Yesterday comScore published survey results for EU5 (France, Germany, Italy, Spain, UK) on smartphone use and installed base. The headline is very similar to what would be written about the US: Android had phenomenal growth over the last twelve months. I also noted that the apparent growth of Google (16.2% share change) seemed to be matched by an apparent decline of Symbian (-16.1% share change.) However the reading of the data is not so simple.

In order to understand what has happened to usage, it’s much more valuable to look at consumption and the actual number of users rather than change in share of a subset of the market. Consider the following charts:

The bar chart shows that three platforms gained users in the last year (ending July) and that there were negligible losses in users by others. Negligible except for non-smart phones. A remarkable 29 million users moved from non-smart phones to smartphones. Those switchers switched into Android (16 million), iPhones (6.3 million) and RIM (3.4 million). Symbian even gained about 330k users. Microsoft lost about 1 million but its platform has not been actively promoted in that time.

When seen as a pie chart, you can see how the usage shifted from non-smart to smart even more clearly.

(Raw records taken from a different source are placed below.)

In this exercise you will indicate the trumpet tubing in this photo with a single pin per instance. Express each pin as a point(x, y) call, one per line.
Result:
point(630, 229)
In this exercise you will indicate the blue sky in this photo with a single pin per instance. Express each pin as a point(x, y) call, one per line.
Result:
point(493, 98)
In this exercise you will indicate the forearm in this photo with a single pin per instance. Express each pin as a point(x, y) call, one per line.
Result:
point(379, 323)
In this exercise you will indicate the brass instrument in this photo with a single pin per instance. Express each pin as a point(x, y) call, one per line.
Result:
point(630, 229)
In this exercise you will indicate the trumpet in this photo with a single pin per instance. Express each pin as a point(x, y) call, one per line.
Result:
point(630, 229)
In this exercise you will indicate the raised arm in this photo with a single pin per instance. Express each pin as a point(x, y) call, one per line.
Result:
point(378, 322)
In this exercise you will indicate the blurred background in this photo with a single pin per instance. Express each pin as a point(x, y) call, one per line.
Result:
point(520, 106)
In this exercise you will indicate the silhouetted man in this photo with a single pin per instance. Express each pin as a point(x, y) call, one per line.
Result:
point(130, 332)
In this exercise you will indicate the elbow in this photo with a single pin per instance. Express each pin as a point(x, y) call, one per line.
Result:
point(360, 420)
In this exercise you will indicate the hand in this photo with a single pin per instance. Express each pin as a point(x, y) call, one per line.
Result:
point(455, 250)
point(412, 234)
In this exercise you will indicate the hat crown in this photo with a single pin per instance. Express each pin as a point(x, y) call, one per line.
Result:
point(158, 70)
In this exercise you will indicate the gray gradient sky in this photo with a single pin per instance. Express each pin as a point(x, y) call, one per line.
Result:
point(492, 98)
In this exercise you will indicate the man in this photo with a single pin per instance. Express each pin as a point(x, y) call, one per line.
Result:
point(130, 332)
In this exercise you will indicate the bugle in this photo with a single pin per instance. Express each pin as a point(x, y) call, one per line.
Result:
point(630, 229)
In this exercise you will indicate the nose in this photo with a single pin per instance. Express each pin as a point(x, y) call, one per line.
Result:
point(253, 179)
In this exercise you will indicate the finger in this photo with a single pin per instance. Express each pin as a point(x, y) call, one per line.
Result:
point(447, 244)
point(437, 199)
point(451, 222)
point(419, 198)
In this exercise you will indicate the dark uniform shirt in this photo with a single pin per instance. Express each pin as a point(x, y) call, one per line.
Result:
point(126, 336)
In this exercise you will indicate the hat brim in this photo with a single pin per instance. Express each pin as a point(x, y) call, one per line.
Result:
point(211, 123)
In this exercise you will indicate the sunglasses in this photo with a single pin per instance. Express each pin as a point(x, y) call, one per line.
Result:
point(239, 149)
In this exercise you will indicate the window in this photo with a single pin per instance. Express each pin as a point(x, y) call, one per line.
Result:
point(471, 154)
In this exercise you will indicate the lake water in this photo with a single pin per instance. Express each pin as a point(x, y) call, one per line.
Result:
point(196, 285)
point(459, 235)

It does not appear that Android took share from Symbian at all. Android took share from non-smartphones. The table in the link from comScore leads one to conclude otherwise.

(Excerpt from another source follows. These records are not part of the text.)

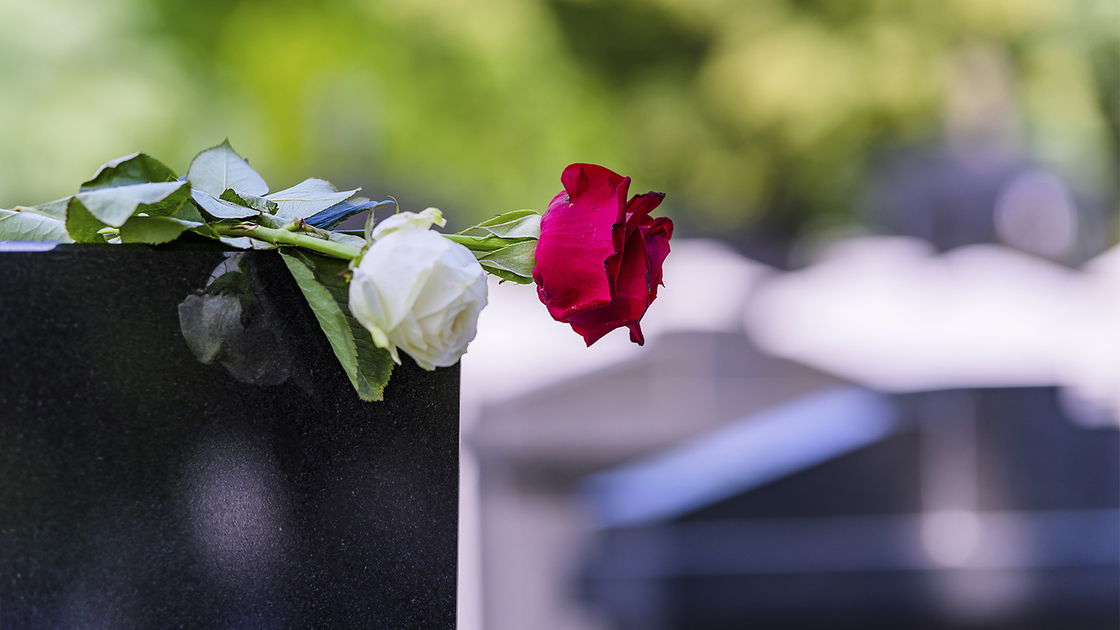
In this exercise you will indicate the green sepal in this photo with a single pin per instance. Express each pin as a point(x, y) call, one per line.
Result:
point(513, 262)
point(327, 293)
point(516, 224)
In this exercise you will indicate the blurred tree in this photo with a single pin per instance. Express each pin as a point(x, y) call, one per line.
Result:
point(752, 114)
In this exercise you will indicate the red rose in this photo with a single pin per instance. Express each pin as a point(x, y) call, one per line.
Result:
point(598, 260)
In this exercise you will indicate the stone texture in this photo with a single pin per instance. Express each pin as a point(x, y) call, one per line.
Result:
point(142, 489)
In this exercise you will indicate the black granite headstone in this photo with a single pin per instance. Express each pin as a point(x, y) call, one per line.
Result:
point(140, 488)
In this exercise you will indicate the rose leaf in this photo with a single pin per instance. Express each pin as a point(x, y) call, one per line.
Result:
point(327, 293)
point(221, 167)
point(306, 198)
point(134, 168)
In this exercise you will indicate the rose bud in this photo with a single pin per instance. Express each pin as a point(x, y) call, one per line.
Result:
point(418, 292)
point(599, 256)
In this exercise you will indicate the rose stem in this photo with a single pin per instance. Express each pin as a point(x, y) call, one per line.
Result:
point(282, 237)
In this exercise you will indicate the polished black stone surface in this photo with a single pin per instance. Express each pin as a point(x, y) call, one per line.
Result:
point(140, 488)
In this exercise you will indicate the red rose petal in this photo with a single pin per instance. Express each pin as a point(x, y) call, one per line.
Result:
point(599, 257)
point(578, 237)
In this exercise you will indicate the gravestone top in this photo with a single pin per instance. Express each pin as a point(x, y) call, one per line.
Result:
point(142, 488)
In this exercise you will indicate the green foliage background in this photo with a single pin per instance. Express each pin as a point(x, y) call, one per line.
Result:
point(743, 111)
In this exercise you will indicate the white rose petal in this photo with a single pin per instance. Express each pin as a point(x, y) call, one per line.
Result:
point(426, 219)
point(420, 293)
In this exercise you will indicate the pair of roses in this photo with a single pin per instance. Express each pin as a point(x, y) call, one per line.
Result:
point(598, 263)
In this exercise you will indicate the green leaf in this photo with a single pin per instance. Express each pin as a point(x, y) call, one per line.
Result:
point(518, 224)
point(115, 204)
point(260, 204)
point(218, 168)
point(134, 168)
point(31, 224)
point(347, 240)
point(189, 212)
point(327, 293)
point(81, 225)
point(55, 209)
point(154, 230)
point(307, 197)
point(513, 262)
point(221, 209)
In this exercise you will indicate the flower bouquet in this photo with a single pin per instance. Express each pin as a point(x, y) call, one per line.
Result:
point(395, 286)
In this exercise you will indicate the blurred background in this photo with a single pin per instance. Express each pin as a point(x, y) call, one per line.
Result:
point(882, 385)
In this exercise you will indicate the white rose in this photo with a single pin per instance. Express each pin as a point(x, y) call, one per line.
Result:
point(420, 293)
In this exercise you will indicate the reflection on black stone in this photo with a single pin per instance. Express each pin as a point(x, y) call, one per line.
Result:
point(230, 322)
point(140, 488)
point(238, 513)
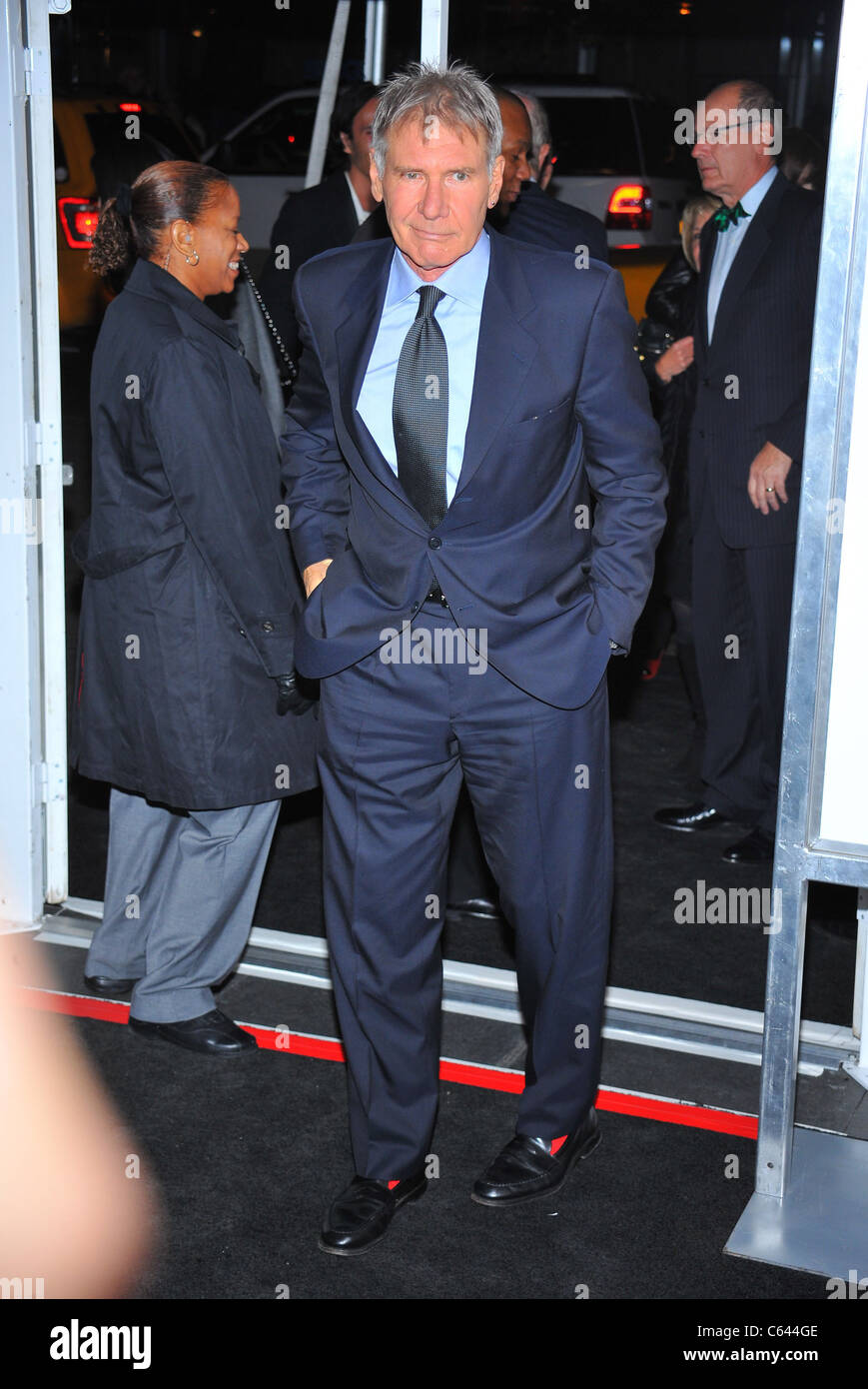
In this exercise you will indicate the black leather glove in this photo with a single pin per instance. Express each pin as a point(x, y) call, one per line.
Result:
point(291, 700)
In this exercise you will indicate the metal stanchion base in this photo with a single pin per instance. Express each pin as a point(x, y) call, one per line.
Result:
point(821, 1225)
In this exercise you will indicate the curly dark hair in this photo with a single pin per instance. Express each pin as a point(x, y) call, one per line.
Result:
point(161, 195)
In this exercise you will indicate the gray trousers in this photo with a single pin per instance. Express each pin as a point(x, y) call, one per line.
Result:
point(181, 887)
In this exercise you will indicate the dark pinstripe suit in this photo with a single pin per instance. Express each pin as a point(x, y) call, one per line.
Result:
point(751, 388)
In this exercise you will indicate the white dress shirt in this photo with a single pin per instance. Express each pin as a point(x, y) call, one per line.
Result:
point(458, 314)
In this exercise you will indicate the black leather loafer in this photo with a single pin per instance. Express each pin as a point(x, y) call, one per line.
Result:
point(213, 1033)
point(363, 1213)
point(757, 847)
point(526, 1167)
point(690, 817)
point(109, 987)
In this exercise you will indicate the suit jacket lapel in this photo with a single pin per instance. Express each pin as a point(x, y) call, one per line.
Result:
point(355, 338)
point(747, 257)
point(708, 239)
point(504, 356)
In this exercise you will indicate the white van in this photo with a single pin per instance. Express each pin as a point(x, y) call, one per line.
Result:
point(614, 150)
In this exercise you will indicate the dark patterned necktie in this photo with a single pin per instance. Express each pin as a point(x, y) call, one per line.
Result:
point(420, 410)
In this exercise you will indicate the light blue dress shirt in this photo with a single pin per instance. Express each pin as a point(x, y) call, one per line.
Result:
point(729, 241)
point(458, 314)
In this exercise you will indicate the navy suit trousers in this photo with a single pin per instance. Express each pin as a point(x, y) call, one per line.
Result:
point(396, 737)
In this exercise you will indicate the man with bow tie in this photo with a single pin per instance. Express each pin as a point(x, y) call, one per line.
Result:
point(475, 498)
point(751, 344)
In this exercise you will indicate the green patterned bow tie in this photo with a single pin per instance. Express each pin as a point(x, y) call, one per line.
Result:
point(726, 216)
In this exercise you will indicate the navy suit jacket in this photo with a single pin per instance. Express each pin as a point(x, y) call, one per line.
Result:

I took the same approach to look at the US data (also from comScore). It shows a similar pattern.

In the US, RIM was a net usage loser but its losses also paled to the losses of non-smart devices. In comparing with EU5 the pattern is very similar.

I then combined the EU5 and US data and provided a view into the combined markets (note scale change from previous two charts.)

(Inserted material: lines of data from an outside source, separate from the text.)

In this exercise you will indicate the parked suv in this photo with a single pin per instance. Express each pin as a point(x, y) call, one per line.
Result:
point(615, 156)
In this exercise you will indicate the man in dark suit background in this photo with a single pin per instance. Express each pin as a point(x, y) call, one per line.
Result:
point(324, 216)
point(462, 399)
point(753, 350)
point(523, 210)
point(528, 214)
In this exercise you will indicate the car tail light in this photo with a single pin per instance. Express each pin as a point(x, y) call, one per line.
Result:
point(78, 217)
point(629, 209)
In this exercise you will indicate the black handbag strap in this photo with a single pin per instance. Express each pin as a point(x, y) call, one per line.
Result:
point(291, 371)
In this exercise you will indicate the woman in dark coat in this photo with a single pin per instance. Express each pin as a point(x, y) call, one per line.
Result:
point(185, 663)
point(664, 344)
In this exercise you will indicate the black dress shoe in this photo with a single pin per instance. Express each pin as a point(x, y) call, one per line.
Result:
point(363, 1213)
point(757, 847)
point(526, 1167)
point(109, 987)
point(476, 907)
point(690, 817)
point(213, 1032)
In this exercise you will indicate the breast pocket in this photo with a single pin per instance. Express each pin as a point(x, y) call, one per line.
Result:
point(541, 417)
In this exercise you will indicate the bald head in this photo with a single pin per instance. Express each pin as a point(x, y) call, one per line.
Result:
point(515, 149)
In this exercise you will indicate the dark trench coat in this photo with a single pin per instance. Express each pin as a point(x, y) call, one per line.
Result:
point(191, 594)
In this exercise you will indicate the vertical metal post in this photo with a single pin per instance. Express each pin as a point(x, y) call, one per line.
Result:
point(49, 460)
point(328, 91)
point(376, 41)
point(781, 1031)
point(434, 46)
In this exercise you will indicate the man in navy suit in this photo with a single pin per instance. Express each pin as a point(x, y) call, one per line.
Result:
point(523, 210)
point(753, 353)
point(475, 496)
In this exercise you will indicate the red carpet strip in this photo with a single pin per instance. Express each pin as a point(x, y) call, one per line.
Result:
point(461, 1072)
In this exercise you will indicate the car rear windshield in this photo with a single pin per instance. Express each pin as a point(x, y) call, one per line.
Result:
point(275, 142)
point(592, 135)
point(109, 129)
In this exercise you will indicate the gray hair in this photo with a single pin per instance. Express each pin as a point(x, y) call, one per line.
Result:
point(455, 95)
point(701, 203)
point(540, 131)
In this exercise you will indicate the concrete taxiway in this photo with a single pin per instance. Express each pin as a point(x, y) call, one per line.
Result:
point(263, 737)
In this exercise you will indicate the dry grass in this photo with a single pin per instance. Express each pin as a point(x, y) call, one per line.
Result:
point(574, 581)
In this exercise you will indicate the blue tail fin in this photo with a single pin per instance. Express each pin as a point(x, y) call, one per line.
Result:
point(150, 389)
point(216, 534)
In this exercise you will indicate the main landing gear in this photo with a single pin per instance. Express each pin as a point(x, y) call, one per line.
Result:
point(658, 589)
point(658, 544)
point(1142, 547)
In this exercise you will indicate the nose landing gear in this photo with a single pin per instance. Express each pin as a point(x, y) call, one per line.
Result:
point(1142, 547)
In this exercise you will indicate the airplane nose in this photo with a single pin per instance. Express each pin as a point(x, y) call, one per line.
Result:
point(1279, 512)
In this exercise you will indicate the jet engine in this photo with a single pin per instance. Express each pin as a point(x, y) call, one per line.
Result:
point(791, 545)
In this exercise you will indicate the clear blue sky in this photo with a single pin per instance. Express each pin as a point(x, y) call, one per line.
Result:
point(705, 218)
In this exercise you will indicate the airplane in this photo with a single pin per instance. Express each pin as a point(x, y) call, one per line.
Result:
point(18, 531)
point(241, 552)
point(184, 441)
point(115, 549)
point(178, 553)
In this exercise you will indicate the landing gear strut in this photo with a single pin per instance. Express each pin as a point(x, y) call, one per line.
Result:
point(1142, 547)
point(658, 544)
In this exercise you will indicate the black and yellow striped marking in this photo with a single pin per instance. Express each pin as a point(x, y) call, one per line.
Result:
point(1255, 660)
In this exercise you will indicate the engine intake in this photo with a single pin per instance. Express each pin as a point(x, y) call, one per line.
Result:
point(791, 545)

This shows the change in platform phones more or less being from non-smart to Android and iPhones. The total population is 470 million people–not insignificant. The total number of non-smart devices abandoned is nearly 60 million in one year, which equals the total number of new smartphone users. That’s 12% of most of the developed world switching in one year. If this keeps up, the “tipping point” when smartphones will outnumber non-smart phones in use in these large markets will be in another year.

In terms of sales rate, the tipping point has already happened. Sales of smartphones crossed over in the US and Europe several quarters ago (November 2010 in EU5) and the trend is accelerating. Furthermore, if patterns of mobile technology adoption repeat as they have for the last two decades, emerging markets will follow in two to three years.

This tipping point observation has been repeated on this site a number of times when reflecting on the data in the US. Now it’s becoming clear that the same pattern has been underway in Europe as well.

The big picture from the survey data is just how vast the demand for smartphones is. Some platforms are benefiting more than others in terms of share of growth, but the biggest mobile loser is clearly the non-smart phone. Not only is it an unprofitable product for almost every vendor, it is also being increasingly shunned by buyers.

At the same time, at 450 million users we’re still only looking at less than 10% of the market. As this pattern spreads globally the platform install bases will be measured in the billions of users.